Il primo anno in D fu positivo, tante presenze e la fiducia di mister Perrone, una fiducia che però venne meno l’anno successivo: “Con mister Perrone avevo un bel rapporto, ci siamo rincontrati anche qualche anno fa. Nel secondo anno collezionai sei presenze fino a novembre, l’ultima a Poggibonsi dove giocai bene. Mi aspettavo che, a campionato chiuso, nelle ultime partite, dando spazio un po’ a tutti, mi facesse giocare. Non capii perché non successe e fu un grosso smacco per me perché davo sempre il massimo. Non so se la scelta fu del mister o di qualcun altro. L’anno dopo voleva che rimanessi, ma rifiutai; già l’anno prima stavo per andare via a gennaio. Credo che in un rosa da Serie C potevo ritagliarmi il mio spazio comunque, per questo fu un brutto colpo”.

Il rapporto con i tifosi e quello con i compagni. Lanni custodisce gelosamente i suoi flashback: “Ricordo quando perdemmo a Civitavecchia, il martedì dopo l’allenamento tornammo tutti in albergo e, affacciandomi dalla finestra della mia camera, c’erano tantissimi tifosi che ci contestavano. In hotel era quasi come il Grande Fratello, stavamo tutti insieme ed era bello condividere tante cose. Giocavamo a RisiKo con Polani, Pacini e Proia; Mounard era un matto, faceva ridere tantissimo. Biancolino si arrabbiava in campo, una volta mi riprese perché calciai da fuori e non gli passai il pallone. Gli allenamenti non mi occupavano tutta la giornata, facevamo un solo giorno doppia, poi ci allenavamo o mattina o pomeriggio e nel tempo libero studiavo almeno quattro ore al giorno. Alcuni compagni mi prendevano in giro, Perpetuini poi si mise a studiare con me perché lui faceva odontoiatria. C’era una sala inutilizzata all’hotel che occupavo per ritagliarmi un po’ di concentrazione, molto spesso il personale non lo sapeva e facevano irruzione involontariamente (ride, ndr)”.
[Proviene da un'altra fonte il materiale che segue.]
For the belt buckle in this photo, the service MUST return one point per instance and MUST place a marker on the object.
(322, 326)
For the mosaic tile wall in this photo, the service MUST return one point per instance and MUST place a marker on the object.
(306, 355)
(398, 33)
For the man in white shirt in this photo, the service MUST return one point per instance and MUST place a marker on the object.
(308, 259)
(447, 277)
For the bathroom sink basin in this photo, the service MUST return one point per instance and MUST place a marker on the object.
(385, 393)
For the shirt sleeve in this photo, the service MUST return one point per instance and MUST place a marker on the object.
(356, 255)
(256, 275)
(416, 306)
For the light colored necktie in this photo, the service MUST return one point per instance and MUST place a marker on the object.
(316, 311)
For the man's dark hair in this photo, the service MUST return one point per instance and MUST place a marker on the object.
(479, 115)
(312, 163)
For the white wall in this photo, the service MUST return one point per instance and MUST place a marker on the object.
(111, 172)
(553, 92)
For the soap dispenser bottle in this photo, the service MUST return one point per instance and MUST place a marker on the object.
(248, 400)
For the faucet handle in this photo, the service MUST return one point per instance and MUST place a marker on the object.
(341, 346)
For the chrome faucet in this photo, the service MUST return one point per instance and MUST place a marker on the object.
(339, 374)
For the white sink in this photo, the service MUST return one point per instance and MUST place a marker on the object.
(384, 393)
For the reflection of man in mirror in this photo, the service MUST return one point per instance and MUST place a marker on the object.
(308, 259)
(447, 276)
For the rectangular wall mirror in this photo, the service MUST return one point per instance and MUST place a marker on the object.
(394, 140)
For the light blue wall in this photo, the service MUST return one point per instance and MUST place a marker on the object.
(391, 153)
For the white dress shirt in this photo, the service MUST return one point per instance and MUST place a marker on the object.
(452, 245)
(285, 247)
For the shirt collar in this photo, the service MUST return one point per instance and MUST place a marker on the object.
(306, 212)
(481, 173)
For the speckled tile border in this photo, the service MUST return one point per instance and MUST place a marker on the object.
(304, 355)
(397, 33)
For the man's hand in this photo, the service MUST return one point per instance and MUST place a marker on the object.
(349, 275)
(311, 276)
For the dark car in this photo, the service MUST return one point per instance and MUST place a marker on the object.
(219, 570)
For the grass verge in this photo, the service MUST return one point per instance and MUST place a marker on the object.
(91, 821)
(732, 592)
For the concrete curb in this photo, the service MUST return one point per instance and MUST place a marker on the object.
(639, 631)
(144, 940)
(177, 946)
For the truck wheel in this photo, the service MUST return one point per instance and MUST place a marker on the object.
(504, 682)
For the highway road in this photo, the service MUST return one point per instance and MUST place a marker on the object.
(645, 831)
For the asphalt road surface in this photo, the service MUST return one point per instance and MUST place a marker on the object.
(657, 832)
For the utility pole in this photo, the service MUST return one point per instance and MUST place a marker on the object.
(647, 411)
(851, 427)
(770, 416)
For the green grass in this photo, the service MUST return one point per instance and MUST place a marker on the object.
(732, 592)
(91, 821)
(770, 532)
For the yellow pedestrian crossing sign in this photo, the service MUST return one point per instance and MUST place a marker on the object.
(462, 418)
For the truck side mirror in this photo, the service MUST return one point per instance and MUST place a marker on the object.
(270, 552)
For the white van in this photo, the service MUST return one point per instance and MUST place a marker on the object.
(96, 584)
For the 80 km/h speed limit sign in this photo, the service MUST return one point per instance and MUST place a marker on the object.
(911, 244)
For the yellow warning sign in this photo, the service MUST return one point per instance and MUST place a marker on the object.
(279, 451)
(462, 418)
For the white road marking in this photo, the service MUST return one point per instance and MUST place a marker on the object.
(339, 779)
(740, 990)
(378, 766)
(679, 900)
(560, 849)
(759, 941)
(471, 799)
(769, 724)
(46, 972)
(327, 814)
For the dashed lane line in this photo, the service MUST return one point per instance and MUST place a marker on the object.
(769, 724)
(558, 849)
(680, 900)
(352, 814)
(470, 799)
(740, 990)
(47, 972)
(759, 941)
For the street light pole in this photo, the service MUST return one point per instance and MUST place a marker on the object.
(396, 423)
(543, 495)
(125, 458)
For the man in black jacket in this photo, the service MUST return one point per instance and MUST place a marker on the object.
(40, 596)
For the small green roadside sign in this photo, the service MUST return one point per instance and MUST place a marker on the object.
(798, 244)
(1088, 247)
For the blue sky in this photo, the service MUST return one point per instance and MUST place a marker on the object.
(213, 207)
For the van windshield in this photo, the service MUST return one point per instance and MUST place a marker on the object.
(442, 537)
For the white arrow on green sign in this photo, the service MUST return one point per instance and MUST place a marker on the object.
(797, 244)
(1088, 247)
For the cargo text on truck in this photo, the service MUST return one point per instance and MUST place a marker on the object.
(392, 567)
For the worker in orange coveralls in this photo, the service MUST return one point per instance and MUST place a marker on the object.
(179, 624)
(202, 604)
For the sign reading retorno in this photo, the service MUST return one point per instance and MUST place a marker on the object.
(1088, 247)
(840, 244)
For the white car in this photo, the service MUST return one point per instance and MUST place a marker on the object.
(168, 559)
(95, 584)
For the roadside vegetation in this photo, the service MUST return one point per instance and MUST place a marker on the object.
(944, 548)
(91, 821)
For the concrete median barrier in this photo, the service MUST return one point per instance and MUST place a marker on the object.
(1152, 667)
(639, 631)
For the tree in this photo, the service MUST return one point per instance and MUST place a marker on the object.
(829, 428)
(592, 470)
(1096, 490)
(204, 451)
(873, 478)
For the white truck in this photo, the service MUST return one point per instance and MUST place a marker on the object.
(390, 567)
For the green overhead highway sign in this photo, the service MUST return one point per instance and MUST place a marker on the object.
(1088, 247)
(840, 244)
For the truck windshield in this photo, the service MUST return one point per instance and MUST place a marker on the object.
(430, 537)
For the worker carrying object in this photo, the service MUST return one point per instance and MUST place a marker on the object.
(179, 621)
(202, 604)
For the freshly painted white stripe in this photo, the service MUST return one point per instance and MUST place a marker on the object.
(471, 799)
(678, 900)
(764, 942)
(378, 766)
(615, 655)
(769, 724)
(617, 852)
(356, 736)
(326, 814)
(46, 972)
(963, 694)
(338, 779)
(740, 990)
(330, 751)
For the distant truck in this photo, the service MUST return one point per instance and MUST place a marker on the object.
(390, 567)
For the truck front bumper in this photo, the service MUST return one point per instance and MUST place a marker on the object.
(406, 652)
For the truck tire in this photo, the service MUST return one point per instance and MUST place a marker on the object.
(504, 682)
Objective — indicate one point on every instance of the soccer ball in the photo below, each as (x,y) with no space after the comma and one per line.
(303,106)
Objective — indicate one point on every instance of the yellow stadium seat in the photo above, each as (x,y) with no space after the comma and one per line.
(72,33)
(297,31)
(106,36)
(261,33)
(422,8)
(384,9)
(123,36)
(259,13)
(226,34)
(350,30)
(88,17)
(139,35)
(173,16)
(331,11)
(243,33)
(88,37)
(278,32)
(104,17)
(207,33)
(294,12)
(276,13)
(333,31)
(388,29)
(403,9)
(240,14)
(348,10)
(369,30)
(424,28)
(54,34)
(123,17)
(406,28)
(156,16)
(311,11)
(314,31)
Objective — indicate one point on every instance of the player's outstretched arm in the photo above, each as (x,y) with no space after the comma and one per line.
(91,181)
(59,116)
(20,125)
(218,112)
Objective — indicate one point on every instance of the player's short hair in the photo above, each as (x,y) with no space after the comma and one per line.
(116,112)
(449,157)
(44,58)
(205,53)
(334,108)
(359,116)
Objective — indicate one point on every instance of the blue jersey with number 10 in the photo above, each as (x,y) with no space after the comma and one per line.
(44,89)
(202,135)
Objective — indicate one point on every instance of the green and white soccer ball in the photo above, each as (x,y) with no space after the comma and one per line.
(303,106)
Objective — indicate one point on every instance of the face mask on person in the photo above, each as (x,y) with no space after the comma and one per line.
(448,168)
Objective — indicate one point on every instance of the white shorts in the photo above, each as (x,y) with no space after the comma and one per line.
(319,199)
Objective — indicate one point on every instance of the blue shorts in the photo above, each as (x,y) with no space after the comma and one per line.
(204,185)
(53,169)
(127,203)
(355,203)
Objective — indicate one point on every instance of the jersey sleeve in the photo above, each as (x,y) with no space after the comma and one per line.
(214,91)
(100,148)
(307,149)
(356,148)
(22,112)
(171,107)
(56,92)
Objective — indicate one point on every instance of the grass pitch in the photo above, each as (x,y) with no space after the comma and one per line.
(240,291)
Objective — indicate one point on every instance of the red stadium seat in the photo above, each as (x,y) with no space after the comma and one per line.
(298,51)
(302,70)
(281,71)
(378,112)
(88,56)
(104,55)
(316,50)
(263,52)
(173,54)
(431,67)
Nove anni fa partì la gestione Lotito-Mezzaroma con chiari obiettivi di rivincita per la piazza salernitana: “Ho conosciuto un po’ Lotito, mi ricordo venne a Poggibonsi, a Monterotondo. Ci stava vicino fisicamente e, quando non riusciva, anche a distanza; ci mandava sempre messaggi per trasmettere positività. Voleva riportare la Salernitana dove meritava, l’obiettivo era ben chiaro e condiviso, lo sapevamo tutti. Quando questa proprietà ha voluto vincere ha vinto e quindi potrebbe farlo anche in B. Ora però non conosco altre dinamiche, ma anche da fuori c’è la sensazione che ci sia un freno. La piazza sicuramente merita palcoscenici come la Serie A. Inconsciamente se il tifoso ha un limite si frena, se può sognare va allo stadio e sta sempre vicino alla squadra. La rosa attuale è competitiva, sono curioso di vedere alcuni giocatori come Cerci al 100%”.